Art. 14 – Introduce l’aumento di un terzo della pena prevista per i reati di violenza, minaccia, resistenza a pubblico ufficiale (già prevista da 6 mesi a 5 anni), se il fatto è commesso contro un ufficiale o agente di polizia, vietando al giudice di considerare prevalenti le circostanze attenuanti rispetto a tale nuova aggravante.
Art. 15 – Prevede che si proceda d’ufficio – e non più su querela di parte – nel caso di lesioni personali lievi o lievissime a danno di ufficiali o agenti di polizia in servizio, punite con pena da 2 a 5 anni.
Art. 20 – Autorizza ufficiali e agenti di polizia a portare armi senza licenza, anche quando non sono in servizio.
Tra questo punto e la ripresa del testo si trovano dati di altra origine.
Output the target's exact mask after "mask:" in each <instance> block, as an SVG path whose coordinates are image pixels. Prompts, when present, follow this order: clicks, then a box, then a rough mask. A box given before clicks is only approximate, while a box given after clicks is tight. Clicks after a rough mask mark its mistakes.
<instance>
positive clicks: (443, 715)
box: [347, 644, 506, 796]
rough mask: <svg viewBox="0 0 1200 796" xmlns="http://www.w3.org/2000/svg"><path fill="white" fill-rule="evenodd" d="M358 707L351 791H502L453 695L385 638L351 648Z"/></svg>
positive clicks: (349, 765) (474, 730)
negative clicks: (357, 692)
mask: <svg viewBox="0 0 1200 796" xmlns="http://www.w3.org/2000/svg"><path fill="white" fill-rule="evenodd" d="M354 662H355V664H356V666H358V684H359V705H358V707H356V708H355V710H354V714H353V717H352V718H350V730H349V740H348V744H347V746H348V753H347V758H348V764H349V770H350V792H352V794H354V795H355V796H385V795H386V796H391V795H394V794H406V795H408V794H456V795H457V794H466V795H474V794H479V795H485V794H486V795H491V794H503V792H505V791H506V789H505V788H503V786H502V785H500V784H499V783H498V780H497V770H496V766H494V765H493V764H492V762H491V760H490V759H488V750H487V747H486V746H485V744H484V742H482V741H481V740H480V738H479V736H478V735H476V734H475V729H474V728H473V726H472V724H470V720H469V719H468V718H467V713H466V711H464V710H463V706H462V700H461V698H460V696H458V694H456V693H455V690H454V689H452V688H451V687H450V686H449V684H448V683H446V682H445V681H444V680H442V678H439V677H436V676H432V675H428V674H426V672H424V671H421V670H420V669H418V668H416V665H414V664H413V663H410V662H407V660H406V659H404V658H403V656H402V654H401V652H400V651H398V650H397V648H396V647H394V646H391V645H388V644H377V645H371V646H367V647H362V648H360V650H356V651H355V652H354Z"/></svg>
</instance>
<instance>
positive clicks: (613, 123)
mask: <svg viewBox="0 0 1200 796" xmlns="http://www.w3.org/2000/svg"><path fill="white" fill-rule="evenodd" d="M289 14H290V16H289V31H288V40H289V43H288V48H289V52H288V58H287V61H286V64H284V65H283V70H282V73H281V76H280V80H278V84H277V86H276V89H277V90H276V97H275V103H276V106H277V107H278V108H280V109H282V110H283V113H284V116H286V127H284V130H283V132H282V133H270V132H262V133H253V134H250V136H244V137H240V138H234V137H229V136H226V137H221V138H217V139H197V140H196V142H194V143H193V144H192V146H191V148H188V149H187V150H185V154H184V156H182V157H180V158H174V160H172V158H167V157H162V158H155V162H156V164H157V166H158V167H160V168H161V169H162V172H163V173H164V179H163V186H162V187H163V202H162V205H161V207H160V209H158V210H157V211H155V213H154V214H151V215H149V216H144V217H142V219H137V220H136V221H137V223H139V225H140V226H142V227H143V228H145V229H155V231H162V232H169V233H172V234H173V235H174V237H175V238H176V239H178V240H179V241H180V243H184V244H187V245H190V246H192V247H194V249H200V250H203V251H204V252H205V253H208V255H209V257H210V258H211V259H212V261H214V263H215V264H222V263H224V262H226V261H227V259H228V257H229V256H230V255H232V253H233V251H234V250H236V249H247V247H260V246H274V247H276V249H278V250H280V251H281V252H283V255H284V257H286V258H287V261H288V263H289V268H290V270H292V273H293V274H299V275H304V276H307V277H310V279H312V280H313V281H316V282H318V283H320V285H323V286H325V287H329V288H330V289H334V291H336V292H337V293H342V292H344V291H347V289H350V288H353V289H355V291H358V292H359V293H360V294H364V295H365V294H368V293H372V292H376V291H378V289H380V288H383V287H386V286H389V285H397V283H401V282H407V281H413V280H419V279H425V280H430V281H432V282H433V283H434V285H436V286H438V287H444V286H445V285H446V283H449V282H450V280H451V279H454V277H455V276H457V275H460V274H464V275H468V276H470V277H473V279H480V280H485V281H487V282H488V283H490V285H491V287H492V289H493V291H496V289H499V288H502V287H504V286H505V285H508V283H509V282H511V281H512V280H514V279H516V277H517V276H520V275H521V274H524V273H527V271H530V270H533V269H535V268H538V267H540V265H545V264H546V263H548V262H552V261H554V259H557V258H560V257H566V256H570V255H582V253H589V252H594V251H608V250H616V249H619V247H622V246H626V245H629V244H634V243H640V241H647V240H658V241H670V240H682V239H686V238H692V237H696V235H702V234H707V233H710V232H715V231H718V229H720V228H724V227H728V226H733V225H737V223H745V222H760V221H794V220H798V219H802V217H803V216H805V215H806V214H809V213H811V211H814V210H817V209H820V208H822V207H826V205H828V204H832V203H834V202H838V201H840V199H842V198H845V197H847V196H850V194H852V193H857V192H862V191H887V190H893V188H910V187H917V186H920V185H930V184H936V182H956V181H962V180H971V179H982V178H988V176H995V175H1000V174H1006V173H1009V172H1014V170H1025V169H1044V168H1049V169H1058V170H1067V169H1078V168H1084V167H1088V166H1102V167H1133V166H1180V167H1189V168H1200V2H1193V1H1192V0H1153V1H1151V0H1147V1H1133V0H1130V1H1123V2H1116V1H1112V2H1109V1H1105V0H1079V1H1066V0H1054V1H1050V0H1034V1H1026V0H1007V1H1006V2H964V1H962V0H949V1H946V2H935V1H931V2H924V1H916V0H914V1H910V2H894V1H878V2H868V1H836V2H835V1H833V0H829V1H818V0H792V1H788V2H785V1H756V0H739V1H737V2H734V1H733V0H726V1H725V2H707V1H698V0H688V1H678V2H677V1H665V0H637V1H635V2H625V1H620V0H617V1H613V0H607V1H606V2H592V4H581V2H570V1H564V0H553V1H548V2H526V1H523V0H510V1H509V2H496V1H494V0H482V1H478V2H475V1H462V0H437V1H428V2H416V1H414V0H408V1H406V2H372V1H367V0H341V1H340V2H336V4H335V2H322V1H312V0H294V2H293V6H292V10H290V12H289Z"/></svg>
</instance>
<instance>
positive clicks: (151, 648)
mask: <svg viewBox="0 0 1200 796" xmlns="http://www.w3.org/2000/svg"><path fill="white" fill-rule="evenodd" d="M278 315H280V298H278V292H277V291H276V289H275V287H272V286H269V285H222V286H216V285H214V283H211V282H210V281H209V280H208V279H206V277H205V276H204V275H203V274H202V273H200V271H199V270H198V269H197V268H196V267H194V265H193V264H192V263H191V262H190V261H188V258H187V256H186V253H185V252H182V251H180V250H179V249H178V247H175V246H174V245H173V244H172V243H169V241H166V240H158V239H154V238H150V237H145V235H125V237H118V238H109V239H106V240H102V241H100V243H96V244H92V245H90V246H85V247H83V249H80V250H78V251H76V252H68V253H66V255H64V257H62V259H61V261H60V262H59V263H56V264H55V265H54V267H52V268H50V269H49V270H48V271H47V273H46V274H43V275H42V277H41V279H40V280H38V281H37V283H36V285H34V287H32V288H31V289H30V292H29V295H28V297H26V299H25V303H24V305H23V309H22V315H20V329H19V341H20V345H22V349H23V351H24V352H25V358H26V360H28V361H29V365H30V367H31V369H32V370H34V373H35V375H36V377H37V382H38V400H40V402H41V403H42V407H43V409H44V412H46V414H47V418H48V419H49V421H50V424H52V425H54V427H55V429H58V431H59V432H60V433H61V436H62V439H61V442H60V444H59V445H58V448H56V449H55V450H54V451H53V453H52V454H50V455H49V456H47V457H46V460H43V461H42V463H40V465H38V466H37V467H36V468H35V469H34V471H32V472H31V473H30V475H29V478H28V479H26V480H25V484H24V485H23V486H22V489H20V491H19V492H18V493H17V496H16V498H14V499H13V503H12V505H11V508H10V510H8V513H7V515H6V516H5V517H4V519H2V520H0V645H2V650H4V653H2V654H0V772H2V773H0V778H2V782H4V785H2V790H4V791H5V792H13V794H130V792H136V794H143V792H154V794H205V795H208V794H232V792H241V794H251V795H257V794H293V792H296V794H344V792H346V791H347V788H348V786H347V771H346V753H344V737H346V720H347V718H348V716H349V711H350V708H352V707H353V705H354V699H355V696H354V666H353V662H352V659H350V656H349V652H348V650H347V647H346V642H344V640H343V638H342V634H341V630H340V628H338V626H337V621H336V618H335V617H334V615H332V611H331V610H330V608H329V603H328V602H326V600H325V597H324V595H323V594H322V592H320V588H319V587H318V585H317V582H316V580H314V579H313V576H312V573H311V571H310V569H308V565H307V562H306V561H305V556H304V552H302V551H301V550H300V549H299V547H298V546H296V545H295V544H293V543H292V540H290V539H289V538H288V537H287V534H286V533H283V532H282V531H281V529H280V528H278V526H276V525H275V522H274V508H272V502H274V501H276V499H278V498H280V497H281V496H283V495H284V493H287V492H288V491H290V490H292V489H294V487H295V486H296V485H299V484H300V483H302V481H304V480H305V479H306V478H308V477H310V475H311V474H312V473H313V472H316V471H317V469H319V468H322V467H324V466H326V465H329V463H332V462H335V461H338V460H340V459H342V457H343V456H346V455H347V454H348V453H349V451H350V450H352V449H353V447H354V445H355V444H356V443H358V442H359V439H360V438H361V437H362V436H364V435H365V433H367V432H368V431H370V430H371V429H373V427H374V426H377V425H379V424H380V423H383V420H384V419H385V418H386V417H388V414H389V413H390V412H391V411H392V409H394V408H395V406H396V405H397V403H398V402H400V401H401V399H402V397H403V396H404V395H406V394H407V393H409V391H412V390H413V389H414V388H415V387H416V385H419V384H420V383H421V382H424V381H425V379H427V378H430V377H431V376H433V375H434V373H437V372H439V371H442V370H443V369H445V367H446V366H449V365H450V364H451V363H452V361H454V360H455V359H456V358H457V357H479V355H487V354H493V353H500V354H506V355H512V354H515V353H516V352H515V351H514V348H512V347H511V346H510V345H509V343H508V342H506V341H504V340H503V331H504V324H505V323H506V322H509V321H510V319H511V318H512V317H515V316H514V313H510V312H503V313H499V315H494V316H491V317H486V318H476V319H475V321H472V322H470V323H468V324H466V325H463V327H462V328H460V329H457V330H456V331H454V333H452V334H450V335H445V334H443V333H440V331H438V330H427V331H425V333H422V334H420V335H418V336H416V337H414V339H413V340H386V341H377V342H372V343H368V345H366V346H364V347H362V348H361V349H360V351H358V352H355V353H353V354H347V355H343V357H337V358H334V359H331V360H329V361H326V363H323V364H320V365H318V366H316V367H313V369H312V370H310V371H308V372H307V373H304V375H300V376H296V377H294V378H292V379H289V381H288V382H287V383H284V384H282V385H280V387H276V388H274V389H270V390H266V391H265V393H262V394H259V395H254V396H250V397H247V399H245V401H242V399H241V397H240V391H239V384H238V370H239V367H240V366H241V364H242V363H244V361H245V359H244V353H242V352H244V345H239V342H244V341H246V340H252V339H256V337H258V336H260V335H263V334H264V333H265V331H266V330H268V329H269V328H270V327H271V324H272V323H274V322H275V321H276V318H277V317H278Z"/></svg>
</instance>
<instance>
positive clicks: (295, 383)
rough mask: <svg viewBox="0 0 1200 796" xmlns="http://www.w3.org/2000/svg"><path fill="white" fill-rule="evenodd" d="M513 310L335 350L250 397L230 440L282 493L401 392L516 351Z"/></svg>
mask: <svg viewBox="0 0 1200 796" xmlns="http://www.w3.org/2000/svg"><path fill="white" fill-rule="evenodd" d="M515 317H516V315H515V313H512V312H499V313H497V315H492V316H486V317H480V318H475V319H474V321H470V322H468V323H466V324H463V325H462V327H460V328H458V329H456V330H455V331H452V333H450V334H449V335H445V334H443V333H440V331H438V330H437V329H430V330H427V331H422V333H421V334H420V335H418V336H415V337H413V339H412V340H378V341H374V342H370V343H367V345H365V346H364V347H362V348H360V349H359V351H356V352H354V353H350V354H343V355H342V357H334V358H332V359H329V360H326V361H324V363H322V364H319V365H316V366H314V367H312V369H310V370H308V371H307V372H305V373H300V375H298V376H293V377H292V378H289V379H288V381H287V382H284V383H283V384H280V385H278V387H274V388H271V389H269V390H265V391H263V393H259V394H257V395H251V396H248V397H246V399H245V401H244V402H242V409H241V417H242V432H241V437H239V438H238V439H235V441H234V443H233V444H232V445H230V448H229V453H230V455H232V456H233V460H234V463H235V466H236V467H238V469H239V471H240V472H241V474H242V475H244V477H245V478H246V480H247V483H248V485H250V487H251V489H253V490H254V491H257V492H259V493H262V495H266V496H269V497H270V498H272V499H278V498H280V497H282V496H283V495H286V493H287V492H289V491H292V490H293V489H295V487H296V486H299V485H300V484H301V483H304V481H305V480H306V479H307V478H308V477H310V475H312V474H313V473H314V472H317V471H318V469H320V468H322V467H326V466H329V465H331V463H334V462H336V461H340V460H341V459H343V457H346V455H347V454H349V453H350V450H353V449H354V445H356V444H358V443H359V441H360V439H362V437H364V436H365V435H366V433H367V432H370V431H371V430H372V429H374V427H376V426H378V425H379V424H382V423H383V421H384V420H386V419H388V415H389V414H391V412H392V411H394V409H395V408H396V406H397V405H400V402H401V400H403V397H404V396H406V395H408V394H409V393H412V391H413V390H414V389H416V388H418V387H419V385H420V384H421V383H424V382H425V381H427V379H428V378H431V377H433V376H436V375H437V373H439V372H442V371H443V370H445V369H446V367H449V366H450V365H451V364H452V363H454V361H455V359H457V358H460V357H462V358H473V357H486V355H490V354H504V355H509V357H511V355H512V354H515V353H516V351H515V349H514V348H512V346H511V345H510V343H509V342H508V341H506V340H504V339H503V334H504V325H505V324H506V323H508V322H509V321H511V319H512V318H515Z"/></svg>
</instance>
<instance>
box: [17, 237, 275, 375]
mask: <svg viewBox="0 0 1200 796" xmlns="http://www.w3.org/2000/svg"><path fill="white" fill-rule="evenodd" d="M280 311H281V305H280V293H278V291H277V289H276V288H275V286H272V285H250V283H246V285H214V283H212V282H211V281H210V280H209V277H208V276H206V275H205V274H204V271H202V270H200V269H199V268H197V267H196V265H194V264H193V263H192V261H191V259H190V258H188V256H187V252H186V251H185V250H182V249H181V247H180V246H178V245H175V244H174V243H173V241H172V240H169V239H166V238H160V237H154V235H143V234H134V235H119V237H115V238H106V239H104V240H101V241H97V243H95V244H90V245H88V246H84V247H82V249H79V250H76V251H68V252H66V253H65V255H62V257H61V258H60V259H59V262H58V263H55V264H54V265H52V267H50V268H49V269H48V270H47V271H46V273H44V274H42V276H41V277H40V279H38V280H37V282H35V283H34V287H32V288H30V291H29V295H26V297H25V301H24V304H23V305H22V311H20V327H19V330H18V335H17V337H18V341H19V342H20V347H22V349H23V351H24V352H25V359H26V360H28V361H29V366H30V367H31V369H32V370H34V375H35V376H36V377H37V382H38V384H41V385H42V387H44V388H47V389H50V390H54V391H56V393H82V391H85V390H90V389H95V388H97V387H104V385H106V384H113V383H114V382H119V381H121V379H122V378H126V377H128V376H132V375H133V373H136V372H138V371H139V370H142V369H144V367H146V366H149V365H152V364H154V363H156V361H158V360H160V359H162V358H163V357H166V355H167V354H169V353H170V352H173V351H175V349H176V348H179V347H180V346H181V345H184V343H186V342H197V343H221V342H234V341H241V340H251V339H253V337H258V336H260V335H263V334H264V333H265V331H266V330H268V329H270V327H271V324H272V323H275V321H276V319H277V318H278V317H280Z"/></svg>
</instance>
Queste tre norme corazzano e scudano l’azione violenta in servizio e l’eventuale uso di armi fuori servizio da parte di 300.000 ufficiali e agenti di polizia (provenienti da Polizia, Carabinieri, Finanza, Polizia Locale) contro i cittadini.
Art. 18 e Art. 25 – L’art. 18 introduce: a) la nuova aggravante del reato di istigazione a disobbedire alle leggi (art. 415 c.p., che prevede una pena fino 5 anni), se viene commesso all’interno di un carcere dai detenuti o anche mediante comunicazioni dirette a persone detenute; b) il nuovo art. 415 bis c.p., che punisce con la reclusione fino ad 8 anni “chiunque, all’interno di un istituto penitenziario, promuova, organizzi o diriga una sommossa con atti di violenza o minaccia, di resistenza anche passiva all’esecuzione degli ordini o con tentativi di evasione, commessi congiuntamente da tre o più persone”. Le pene possono essere aumentate, in determinati casi (lesioni personali, uso di armi, ecc.) fino a 20 anni. L’art. 25 completa le suddette norme con la previsione dell’esclusione dei detenuti istigatori o ribelli (anche passivi!) dai benefici penitenziari, equiparandoli a mafiosi e terroristi.
Art. 19 – Applica quanto previsto dall’art. 18 per i detenuti in carcere contro i migranti ristretti nei CPR, confermandone la natura carceraria.
Questa normativa annulla qualsiasi diritto dei detenuti e li annichilisce ad esseri senza dignità, sottoposti all’imperio e arbitrio assoluti e al ricatto permanente del personale penitenziario.
Art. 23 – Il governo Renzi aveva già concesso, con il decreto-legge n.7/2015, ai funzionari e agenti dei servizi segreti, infiltrati in associazioni terroristiche o eversive, l’immunità penale nel caso di compimento di reati associativi per finalità di terrorismo. La norma, che era transitoria e più volte prorogata, diventa ora permanente e prevede l’estensione dell’immunità penale per la direzione ed organizzazione di associazioni terroristiche, anche internazionali, ed eversive dell’ordine democratico, nonché nel caso di fabbricazione o detenzione di ordigni o di materiale con finalità di terrorismo. Si passa così dalla figura dell’agente infiltrato a quella dell’agente provocatore, o – peggio ancora – dell’organizzatore di attentati e stragi.
Inoltre parifica la cannabis light a quella non light, vietando quindi la coltivazione e il commercio di infiorescenze anche di cannabis con thc inferiore allo 0.2 per cento. Una possibilità che avrebbe gravissime ricadute su tutte le imprese del settore.